UK government figures published by the Department for Environment, Food and Rural Affairs (Defra) reveal that for lower-income households, fresh fruit and vegetable consumption fell by 30% between 2006 and 2010. This means that the average per capita intake of fresh fruit and vegetables in lower- income households has fallen to just 2.7 portions a day, marginally more than half the recommended intake in the UK.
As the recession continues to bite, consumers, even those in affluent countries, can no longer afford to waste food as they did before, making them far more receptive to waste reduction strategies. Now really is the time for retailers and fresh produce players to push relevant information, such as the optimisation of storage conditions, recipes using overripe fruit and leftovers, as well as try to get consumers to consider switching to frozen produce, which is a far better option than giving up fruit and vegetables altogether.
A study carried out by the British Frozen Food Federation (BFFF) in 2010 concluded that meals cooked from frozen rather than fresh ingredients generated 36% less waste and also turned out to be 33% cheaper. The BFFF’s data suggest that potatoes and vegetables account for 24% of food waste in British households, while meat and fish account for just 13%. Items like frozen peas and carrots are already a staple in most households, but the uptake of more premium items, like frozen berries, could be significantly improved.
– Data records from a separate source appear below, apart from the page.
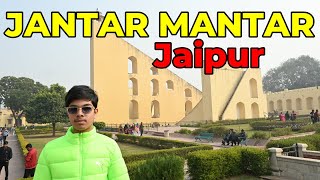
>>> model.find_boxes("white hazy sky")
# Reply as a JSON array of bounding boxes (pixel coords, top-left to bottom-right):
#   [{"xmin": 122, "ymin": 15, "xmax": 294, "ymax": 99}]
[{"xmin": 0, "ymin": 0, "xmax": 320, "ymax": 89}]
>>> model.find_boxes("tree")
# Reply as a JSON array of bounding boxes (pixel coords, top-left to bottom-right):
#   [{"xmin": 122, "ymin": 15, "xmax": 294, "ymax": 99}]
[
  {"xmin": 26, "ymin": 84, "xmax": 68, "ymax": 136},
  {"xmin": 0, "ymin": 76, "xmax": 46, "ymax": 126},
  {"xmin": 262, "ymin": 56, "xmax": 320, "ymax": 92}
]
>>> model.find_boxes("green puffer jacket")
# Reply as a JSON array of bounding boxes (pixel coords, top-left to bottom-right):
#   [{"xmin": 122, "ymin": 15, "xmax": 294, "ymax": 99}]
[{"xmin": 33, "ymin": 127, "xmax": 129, "ymax": 180}]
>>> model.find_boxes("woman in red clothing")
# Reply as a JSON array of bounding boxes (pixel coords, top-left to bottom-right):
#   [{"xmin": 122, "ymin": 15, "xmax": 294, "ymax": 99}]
[{"xmin": 23, "ymin": 143, "xmax": 38, "ymax": 178}]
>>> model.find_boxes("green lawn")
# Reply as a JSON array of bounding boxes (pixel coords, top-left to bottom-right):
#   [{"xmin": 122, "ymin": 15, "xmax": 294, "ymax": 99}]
[{"xmin": 24, "ymin": 133, "xmax": 154, "ymax": 157}]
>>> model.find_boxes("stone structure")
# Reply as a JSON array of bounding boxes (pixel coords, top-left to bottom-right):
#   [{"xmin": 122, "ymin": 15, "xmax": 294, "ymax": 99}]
[
  {"xmin": 267, "ymin": 86, "xmax": 320, "ymax": 115},
  {"xmin": 0, "ymin": 108, "xmax": 26, "ymax": 127},
  {"xmin": 91, "ymin": 21, "xmax": 202, "ymax": 124},
  {"xmin": 90, "ymin": 21, "xmax": 267, "ymax": 124},
  {"xmin": 180, "ymin": 67, "xmax": 267, "ymax": 123}
]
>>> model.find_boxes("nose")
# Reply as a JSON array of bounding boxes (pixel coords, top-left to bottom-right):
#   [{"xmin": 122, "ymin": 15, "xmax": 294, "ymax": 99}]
[{"xmin": 77, "ymin": 108, "xmax": 83, "ymax": 117}]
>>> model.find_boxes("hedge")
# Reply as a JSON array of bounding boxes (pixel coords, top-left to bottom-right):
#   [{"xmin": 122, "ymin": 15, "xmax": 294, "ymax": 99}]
[
  {"xmin": 266, "ymin": 134, "xmax": 320, "ymax": 151},
  {"xmin": 123, "ymin": 145, "xmax": 212, "ymax": 163},
  {"xmin": 127, "ymin": 155, "xmax": 184, "ymax": 180},
  {"xmin": 187, "ymin": 147, "xmax": 270, "ymax": 180},
  {"xmin": 250, "ymin": 119, "xmax": 310, "ymax": 131},
  {"xmin": 99, "ymin": 132, "xmax": 112, "ymax": 138},
  {"xmin": 116, "ymin": 134, "xmax": 199, "ymax": 149}
]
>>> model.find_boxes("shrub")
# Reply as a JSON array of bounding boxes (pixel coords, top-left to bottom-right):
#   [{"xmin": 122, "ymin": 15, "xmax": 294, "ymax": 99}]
[
  {"xmin": 299, "ymin": 123, "xmax": 320, "ymax": 133},
  {"xmin": 251, "ymin": 132, "xmax": 268, "ymax": 139},
  {"xmin": 192, "ymin": 126, "xmax": 229, "ymax": 137},
  {"xmin": 241, "ymin": 148, "xmax": 270, "ymax": 176},
  {"xmin": 123, "ymin": 145, "xmax": 212, "ymax": 163},
  {"xmin": 126, "ymin": 160, "xmax": 146, "ymax": 180},
  {"xmin": 250, "ymin": 119, "xmax": 310, "ymax": 131},
  {"xmin": 266, "ymin": 134, "xmax": 320, "ymax": 151},
  {"xmin": 271, "ymin": 127, "xmax": 292, "ymax": 137},
  {"xmin": 129, "ymin": 156, "xmax": 184, "ymax": 180},
  {"xmin": 176, "ymin": 128, "xmax": 192, "ymax": 134},
  {"xmin": 188, "ymin": 147, "xmax": 270, "ymax": 180},
  {"xmin": 99, "ymin": 132, "xmax": 112, "ymax": 138},
  {"xmin": 20, "ymin": 128, "xmax": 52, "ymax": 135},
  {"xmin": 207, "ymin": 126, "xmax": 229, "ymax": 137},
  {"xmin": 192, "ymin": 128, "xmax": 207, "ymax": 136},
  {"xmin": 93, "ymin": 122, "xmax": 106, "ymax": 130}
]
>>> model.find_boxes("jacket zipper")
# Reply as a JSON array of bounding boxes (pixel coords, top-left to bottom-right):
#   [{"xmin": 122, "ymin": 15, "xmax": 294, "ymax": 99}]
[{"xmin": 79, "ymin": 133, "xmax": 83, "ymax": 179}]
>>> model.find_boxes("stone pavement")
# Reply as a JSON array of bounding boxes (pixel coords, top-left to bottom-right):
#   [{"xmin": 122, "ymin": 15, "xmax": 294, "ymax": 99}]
[
  {"xmin": 0, "ymin": 134, "xmax": 24, "ymax": 180},
  {"xmin": 143, "ymin": 126, "xmax": 315, "ymax": 149}
]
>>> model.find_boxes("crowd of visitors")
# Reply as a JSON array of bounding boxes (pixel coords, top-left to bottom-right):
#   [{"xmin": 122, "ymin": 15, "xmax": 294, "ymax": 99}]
[
  {"xmin": 279, "ymin": 111, "xmax": 297, "ymax": 122},
  {"xmin": 119, "ymin": 122, "xmax": 144, "ymax": 136},
  {"xmin": 310, "ymin": 109, "xmax": 319, "ymax": 124},
  {"xmin": 222, "ymin": 129, "xmax": 247, "ymax": 146}
]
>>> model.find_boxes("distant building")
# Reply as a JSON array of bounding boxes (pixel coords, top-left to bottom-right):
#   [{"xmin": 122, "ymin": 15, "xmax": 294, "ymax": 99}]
[
  {"xmin": 0, "ymin": 108, "xmax": 26, "ymax": 127},
  {"xmin": 267, "ymin": 86, "xmax": 320, "ymax": 115}
]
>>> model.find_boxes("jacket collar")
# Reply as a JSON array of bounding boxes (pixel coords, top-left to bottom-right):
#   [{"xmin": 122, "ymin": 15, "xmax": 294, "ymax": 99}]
[{"xmin": 65, "ymin": 126, "xmax": 97, "ymax": 144}]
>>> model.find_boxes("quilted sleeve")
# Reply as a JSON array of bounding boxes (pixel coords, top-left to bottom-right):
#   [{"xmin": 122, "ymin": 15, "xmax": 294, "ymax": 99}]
[
  {"xmin": 33, "ymin": 148, "xmax": 51, "ymax": 180},
  {"xmin": 108, "ymin": 142, "xmax": 130, "ymax": 180}
]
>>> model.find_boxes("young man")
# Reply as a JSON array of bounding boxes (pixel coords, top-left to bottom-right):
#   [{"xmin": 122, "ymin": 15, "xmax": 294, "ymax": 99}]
[
  {"xmin": 23, "ymin": 143, "xmax": 38, "ymax": 178},
  {"xmin": 33, "ymin": 86, "xmax": 129, "ymax": 180},
  {"xmin": 0, "ymin": 141, "xmax": 12, "ymax": 180}
]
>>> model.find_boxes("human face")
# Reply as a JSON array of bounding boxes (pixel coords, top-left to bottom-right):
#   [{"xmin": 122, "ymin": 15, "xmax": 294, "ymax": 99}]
[{"xmin": 68, "ymin": 99, "xmax": 98, "ymax": 133}]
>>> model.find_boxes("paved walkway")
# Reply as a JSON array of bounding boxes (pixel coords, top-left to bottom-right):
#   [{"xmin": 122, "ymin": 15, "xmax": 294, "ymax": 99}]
[{"xmin": 0, "ymin": 134, "xmax": 24, "ymax": 180}]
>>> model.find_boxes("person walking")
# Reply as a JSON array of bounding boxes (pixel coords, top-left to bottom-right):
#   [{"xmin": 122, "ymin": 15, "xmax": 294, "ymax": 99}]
[
  {"xmin": 23, "ymin": 143, "xmax": 38, "ymax": 178},
  {"xmin": 0, "ymin": 141, "xmax": 12, "ymax": 180},
  {"xmin": 279, "ymin": 112, "xmax": 286, "ymax": 122},
  {"xmin": 2, "ymin": 128, "xmax": 9, "ymax": 143},
  {"xmin": 139, "ymin": 122, "xmax": 144, "ymax": 136},
  {"xmin": 309, "ymin": 109, "xmax": 315, "ymax": 124}
]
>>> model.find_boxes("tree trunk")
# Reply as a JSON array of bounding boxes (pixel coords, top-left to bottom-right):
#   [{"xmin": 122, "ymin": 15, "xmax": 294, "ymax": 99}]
[{"xmin": 52, "ymin": 122, "xmax": 56, "ymax": 137}]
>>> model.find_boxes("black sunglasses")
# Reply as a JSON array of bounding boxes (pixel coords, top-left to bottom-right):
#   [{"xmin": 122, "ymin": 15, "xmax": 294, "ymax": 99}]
[{"xmin": 67, "ymin": 106, "xmax": 95, "ymax": 114}]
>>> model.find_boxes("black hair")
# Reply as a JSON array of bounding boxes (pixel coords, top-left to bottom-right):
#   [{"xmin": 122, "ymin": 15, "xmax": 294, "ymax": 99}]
[
  {"xmin": 65, "ymin": 85, "xmax": 98, "ymax": 108},
  {"xmin": 26, "ymin": 143, "xmax": 32, "ymax": 148}
]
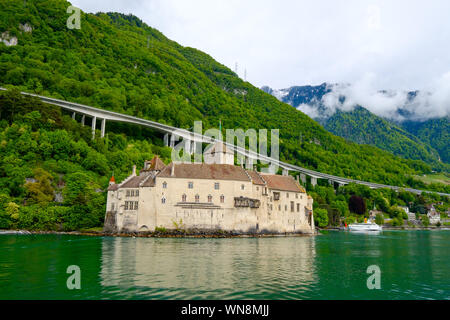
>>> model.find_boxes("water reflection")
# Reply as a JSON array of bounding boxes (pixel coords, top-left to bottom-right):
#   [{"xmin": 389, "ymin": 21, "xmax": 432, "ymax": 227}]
[{"xmin": 101, "ymin": 237, "xmax": 317, "ymax": 299}]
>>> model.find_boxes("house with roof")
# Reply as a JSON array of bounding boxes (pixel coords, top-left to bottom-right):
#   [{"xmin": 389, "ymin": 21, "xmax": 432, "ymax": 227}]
[{"xmin": 105, "ymin": 141, "xmax": 315, "ymax": 234}]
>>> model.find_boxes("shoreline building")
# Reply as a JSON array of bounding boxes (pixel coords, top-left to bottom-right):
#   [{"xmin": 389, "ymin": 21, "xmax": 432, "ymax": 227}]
[{"xmin": 105, "ymin": 145, "xmax": 315, "ymax": 234}]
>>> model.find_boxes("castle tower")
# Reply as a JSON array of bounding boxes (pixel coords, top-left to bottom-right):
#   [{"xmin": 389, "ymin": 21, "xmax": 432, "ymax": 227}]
[{"xmin": 204, "ymin": 142, "xmax": 234, "ymax": 165}]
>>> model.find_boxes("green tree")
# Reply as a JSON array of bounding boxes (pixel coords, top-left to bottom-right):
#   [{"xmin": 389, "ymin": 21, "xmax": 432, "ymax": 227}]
[{"xmin": 421, "ymin": 215, "xmax": 430, "ymax": 227}]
It is not all about consumer education and high-tech packaging, however. Retailers, despite not actually being the leading source of fresh food waste in the supply and consumption chain, still have a major impact on other parts of this chain. For instance, Tristram Stuart, author of Waste – Uncovering the Global Food Scandal (2009), found in his research that British supermarkets rejected between 20-40% of farmers’ produce, often on purely aesthetic grounds. Such rejected produce, for example, could include carrots which simply were not straight enough to allow consumers to peel down their entire length in one single stroke with a vegetable peeler.
This begs the question – have retailers indeed gone way too far in their standard setting practices? The recession may present the turning point at which produce which would previously have been regarded as “flawed” to once again be allowed to reach the shelves, resulting in lower prices for consumers and less wastage for supermarkets and farmers.
Another issue which has long been a bone of contention is the use of “sell by” and “display until” dates. These are applicable to retailers’ stock management and there is no need for consumers to be exposed to this (for them) irrelevant and potentially confusing information, leading many to disregard and discard items which are still perfectly good and safe to consume. And, ignoring legal requirements for the sake of the argument, even “use by” dates are somewhat redundant on most items of fresh produce as consumers can judge for themselves whether a fruit or vegetable is still fit for consumption or not.
In the spirit of minimising wastage, then, any dates in excess to legal requirements simply ought not to appear on the label. For stock control purposes, the necessary information could be stored electronically or, preferably, retail staff should receive adequate training on how to assess whether a fresh produce item is in a good enough condition to remain on the shelf.